Sometimes it will complain if the type cannot be inferred.
The =~ operator is unaffected by with_tolerance.
Beware with_tolerance by the way, it behaves funny. Say you do with_tolerance with Float32 values, which nearly_equal is going to be called for comparing Float64 values?
Not really well tested but passes basic sanity checks.
Not really well profiled but seems comparable with a regular float == in all its shapes.
This is quite “quick and dirty”, and I’m new to Crystal, I bet there are better ways to do it (with macros probably) but I wanted to make it short. It may be a starting point but if it has to be a library, or end up in the standard library, it should be more solid and handle, for instance, approximately comparing a float to an exact value (a BigRational for instance).
If it is interesting, I can upload the whole repo with some tests, but it needs review before being used.
struct ::Float
# what are sensible defaults for `Float32` and `Float64`?
# what are sensible defaults for `BigFloat` and `BigRational`?
macro default_rtol
{% if @type.has_constant?(:EPSILON) %}
{{ @type.id }}::EPSILON * 16 #? pulled from thin air
{% else %}
{{ @type.id }}.new(0)
{% end %}
end
macro default_atol
{% if @type.has_constant?(:MIN_POSITIVE) %}
{{ @type.id }}::MIN_POSITIVE #? this makes all denormals zeroish, but is it wise?
{% else %}
{{ @type.id }}.new(0)
{% end %}
end
@[AlwaysInline] #?
def nearly_equals?(other, rtol = default_rtol, atol = default_atol)
return true if self == other
diff = (self-other).abs
norm = (self+other).abs
{% if @type.has_constant?(:MAX) %}
norm = Math.min(norm, {{ @type.constant(:MAX) }})
{% end %}
diff < Math.max(atol, rtol * norm)
end
@[AlwaysInline] #?
def =~ (other)
self.nearly_equals?(other)
end
@[AlwaysInline] #?
def =~ (range : Range)
self.in? range
end
end
and forget with_tolerance, it’s more trouble than good.
The top-level function form can of course be defined in terms of the method if desired.
This works with all floats regardless what constants they define, just adapt the two macros if necessary.
By the way, a =~ b == b =~ a (not as obvious as it would seem).
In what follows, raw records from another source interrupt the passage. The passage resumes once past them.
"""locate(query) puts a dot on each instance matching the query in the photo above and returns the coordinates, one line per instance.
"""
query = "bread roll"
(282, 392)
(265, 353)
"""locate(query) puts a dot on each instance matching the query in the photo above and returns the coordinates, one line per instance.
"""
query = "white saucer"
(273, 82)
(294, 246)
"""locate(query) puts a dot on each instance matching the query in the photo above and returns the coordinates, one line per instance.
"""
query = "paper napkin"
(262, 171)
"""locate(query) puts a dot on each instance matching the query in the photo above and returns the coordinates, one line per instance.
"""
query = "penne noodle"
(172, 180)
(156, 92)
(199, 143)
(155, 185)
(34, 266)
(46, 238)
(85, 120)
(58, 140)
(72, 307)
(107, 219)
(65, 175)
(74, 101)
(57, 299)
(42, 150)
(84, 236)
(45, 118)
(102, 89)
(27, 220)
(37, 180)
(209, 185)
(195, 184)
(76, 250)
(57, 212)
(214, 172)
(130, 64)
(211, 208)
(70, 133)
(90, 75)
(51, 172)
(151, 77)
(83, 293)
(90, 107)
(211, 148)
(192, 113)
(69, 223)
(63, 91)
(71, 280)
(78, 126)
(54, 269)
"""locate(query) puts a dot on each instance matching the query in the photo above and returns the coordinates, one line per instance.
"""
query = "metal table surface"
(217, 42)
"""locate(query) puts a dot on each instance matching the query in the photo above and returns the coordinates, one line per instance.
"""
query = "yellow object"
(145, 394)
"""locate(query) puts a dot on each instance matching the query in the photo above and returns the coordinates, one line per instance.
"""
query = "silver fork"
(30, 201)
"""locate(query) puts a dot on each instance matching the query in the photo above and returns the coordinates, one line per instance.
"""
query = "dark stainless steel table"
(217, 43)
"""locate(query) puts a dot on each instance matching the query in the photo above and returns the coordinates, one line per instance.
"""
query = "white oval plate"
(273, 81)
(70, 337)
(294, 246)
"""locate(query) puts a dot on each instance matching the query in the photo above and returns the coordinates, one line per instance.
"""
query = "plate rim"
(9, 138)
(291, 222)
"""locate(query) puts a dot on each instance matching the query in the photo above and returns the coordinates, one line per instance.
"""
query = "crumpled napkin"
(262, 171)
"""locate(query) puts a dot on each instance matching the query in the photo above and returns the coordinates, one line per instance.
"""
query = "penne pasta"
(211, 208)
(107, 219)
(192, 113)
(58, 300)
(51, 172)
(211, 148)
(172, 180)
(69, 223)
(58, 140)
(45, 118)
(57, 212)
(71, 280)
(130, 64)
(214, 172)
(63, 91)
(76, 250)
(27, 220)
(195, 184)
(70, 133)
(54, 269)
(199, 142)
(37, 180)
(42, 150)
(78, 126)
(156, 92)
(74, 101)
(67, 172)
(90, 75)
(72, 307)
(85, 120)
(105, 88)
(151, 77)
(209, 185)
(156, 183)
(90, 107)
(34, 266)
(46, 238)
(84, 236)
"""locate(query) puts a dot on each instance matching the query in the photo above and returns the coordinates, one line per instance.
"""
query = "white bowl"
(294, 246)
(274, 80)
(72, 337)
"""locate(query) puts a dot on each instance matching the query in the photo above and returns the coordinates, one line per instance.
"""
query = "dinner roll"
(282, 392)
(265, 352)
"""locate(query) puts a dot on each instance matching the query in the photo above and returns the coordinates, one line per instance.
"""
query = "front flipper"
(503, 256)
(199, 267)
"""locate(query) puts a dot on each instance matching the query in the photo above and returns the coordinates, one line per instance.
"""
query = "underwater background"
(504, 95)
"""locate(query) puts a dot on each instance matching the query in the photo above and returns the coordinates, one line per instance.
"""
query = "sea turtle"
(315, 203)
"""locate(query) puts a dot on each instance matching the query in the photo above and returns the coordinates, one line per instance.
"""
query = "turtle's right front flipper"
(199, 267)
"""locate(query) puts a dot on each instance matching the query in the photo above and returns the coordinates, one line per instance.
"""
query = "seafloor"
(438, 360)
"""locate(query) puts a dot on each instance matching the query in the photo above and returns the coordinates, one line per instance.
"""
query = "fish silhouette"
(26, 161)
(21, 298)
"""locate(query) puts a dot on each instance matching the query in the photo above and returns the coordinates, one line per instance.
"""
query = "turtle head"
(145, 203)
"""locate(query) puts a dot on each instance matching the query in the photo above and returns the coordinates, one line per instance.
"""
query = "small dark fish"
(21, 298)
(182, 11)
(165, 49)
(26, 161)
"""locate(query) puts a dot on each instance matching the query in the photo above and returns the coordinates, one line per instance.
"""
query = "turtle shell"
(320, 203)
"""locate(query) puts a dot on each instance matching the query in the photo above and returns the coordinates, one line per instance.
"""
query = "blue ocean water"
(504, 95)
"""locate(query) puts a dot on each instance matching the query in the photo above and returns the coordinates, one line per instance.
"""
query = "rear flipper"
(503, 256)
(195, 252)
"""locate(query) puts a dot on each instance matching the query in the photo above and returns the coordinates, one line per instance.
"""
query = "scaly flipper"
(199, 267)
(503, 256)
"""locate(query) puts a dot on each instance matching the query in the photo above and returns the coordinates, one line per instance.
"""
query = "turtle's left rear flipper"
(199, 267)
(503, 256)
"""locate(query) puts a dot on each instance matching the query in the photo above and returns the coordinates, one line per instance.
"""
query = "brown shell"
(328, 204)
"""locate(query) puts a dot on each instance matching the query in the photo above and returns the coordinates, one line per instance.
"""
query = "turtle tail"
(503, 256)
Take a look at this Julia forum discussion for some math, interesting considerations, and arguments in favor and against having such a function (keeping in mind it’s quite a different language with a different target, and their isapprox formula is a bit different too).
Especially relevant, the problem of normalization and the case of comparing to zero.
It seems to me that the best reason for having the function (not necessarily in standard library) is that most people would do it wrong and/or… pick default tolerances out of thin air like I just did.
I hereby admit my understanding of the problem is not up to task.